More frequent upgrades
"Before moving to CloudBees CI on Amazon EKS, we upgraded once in two years. That’s how painful it was in our old system. Now in the new system, we’ve upgraded three times in the last six months, giving our developers the latest plugins, latest changes and latest security features," says Venkat Kothapalli, DevOps Engineer.
"Good developers and good administrators like to add value and do exciting work, so you can’t keep good people around if all they do is maintain 30 or 40 VMs. It’s always our goal to work smart and not just have our people do busy work. Moving from on-premise to the cloud helps us achieve that," says Aaron Nassiry, DevOps Engineer.
"By running CloudBees CI in the cloud, we could move from a monolithic system to one that allows domains to be segregated on different masters, so that changes on one master don’t affect others. You can actually customize each of these masters to their own specific needs," says Venkat Kothapalli, DevOps Engineer.
"With CloudBees CI up and running, you almost don’t have to monitor or worry about it. It helps the developers keep doing business as usual despite being remote or despite all the other interruptions they might have," says Aaron Nassiry, DevOps Engineer.

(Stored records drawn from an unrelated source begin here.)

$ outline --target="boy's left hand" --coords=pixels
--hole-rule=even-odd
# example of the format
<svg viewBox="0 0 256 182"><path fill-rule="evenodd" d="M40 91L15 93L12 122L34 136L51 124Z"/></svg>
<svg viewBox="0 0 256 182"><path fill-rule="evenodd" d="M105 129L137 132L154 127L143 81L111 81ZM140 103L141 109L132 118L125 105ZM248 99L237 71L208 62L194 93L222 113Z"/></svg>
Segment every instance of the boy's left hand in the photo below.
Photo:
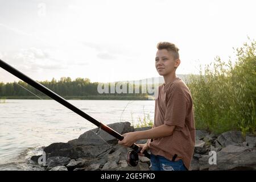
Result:
<svg viewBox="0 0 256 182"><path fill-rule="evenodd" d="M118 144L126 147L131 146L137 140L136 132L127 133L122 136L125 138L122 140L119 140Z"/></svg>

"Today, each developer gets the same Docker image every time they run a build, so developers always get a clean, predictable image. This helps with a lot of issues we were seeing before, where files would buildup in an agent or an agent became out of sync or some files were missing in a library," says Aaron Nassiry, DevOps Engineer.
"I want to give a shout out to the CloudBees team. There were times that I was personally stuck and CloudBees was able to guide us to the right path," says Aaron Nassiry, DevOps Engineer.